見出し画像

水戸芸術館で「おく」を置く

おく」はOku Project(藤中康輝氏主宰)によるワークショップで、参加者がルールにのっとり、行動することによって「即興彫刻作品」が出現するというプロジェクト。最初、崩し将棋とか、塊魂とか、箱庭療法とか、そういうイメージだったけれど、やってみたら、ちょっと違った。

はじめとおわりに礼をするのは、武道みたいで、様式を感じさせる。ルールを守って遊びましょう、みたいな。二人ないし数人のプレーヤーが礼をしてから、順番を決めて、決められた回数、パレットのように棚に集められた多種多様な「物」を一つ選び場に配置する。選択は自由、置き方も自由だけれど、交互に物を置く同士は、言葉も目配せも交わさない。目に見えない相手と遊んでいるように、相手の置いたもの、行動だけを見て、自分が何をどうするか決める。
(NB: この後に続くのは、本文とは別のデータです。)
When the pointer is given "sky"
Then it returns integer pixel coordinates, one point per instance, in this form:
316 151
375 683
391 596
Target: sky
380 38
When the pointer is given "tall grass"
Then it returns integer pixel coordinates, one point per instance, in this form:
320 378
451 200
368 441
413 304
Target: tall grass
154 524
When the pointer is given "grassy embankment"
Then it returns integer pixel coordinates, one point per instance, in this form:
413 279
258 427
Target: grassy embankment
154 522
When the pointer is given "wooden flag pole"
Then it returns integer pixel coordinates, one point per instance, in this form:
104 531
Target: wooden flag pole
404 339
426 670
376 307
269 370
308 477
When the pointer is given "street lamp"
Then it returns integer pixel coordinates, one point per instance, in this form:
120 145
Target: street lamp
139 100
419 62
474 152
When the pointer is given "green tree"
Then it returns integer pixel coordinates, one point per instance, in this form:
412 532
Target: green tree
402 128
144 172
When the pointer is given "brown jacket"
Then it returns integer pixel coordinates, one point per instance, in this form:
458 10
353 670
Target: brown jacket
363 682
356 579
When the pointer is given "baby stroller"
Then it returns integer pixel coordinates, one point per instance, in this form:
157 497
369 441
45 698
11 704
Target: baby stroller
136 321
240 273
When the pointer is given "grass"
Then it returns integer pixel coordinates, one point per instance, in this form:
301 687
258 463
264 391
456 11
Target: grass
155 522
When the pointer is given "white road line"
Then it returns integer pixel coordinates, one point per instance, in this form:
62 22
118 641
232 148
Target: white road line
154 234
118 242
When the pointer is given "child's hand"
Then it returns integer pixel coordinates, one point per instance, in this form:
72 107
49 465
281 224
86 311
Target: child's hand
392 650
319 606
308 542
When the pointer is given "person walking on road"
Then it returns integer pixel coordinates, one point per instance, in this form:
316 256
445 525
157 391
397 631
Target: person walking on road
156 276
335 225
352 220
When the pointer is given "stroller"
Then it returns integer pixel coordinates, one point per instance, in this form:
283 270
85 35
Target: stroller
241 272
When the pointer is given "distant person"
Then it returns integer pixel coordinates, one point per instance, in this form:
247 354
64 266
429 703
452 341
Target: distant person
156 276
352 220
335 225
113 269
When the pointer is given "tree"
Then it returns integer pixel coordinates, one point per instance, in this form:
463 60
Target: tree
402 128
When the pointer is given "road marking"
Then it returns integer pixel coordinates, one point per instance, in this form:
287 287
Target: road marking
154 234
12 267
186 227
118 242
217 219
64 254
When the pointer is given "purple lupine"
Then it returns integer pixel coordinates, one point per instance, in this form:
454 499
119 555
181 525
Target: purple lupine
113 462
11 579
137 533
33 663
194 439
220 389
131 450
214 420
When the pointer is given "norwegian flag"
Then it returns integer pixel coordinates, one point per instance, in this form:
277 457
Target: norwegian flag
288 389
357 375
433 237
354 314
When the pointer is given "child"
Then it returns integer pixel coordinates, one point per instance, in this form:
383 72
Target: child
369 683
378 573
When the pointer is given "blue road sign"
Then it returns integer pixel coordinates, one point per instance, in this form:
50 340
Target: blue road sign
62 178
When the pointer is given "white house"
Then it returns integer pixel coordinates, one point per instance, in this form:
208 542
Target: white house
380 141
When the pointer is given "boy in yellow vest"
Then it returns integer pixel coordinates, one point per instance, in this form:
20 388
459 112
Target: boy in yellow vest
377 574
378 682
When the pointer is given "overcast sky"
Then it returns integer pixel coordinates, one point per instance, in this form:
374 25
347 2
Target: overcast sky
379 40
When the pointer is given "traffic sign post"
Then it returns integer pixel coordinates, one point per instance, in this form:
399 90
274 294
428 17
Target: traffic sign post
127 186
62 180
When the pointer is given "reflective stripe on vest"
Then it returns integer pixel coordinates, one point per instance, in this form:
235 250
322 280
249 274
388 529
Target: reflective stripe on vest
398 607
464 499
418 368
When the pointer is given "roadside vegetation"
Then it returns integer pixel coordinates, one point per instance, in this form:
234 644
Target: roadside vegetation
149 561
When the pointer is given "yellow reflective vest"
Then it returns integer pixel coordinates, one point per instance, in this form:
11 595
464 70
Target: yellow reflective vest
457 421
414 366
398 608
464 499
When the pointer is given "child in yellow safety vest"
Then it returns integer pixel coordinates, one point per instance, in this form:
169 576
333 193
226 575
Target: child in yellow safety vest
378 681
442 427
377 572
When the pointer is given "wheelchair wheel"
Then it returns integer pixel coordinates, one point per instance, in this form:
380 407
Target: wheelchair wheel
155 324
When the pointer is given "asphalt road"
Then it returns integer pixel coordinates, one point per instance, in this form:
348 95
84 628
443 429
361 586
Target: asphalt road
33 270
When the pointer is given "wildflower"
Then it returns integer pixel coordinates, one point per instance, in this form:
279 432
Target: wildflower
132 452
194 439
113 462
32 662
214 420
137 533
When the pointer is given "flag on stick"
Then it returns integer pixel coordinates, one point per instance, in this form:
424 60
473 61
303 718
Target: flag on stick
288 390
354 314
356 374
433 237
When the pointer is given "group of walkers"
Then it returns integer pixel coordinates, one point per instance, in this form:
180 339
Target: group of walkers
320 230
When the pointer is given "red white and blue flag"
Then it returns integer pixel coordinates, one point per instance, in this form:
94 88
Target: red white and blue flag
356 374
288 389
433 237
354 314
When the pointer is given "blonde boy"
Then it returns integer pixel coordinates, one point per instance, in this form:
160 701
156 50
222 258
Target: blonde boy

相手はいるけれど、礼までするけれど、いないのだ。

そうして、数回ずつターンが回り、すべての回数、モノを選び置くと、場には選んだ物が集積される。何かしらの「作品」が積み上げられている。棚からものを選んでとってきて置くというだけなのに、とっても簡単なのだが、これは相手がいることが必須なのだろうか。一人でものを選んで、配置するだけでは、こんなには面白くないんだろうか。

作品作りは一人ですることが多い。表現したい何かを表出させるために、メディウムやら支持体やらを決めて何かを構成する。それにいっちょ他者の偶然性を混ぜ込んでみる、ということなんだろうか。内にこもりがちな創造作業を、解放するとか、公開するとかいう。でもそのせいで、作品の完成度は低くなりがちなんじゃないだろうか。

特に私のような人間を混ぜ込むと。

人によっては、相手の出方を見て、お互いに世界を寄せていって、統一感のある美しい作品づくりを協働で作り上げるチームもいる。できあがった「おく」作品は調和しており、美しく、これが正解なのかもしれないなあ、と感心してしまう。

またアーティストのデモンストレーションでは、即興彫刻の可能性を引き上げるようなものもあったようだ。それはそれで、見ごたえのあるものなんだろうと、思う。

美的センスがある、ないという問題も大いにある。でも私の問題は、だれかとセッションをしようとすると「彫刻」を構築するよりも、相手に対して、自分が何を発するか、相手がどう動くかに心を奪われてしまって、物の集積に目がいかない傾向。デザインよりも、自分や相手の行動の意味性、作り上げているときの関係性を動かそうとしてしまうのだと、気が付いた。私は結果には興味がなく、相手とのセッションを楽しもうとする、お互いに選び、物を置くという行動だけに関心が行ってしまう。へえ、そうか、えらく納得。

作家の意図とはズレズレなんだろうな。
なんでもそうだ。ルールがあると無意識に抜けようとする、生まれついての無頼者。やむなし。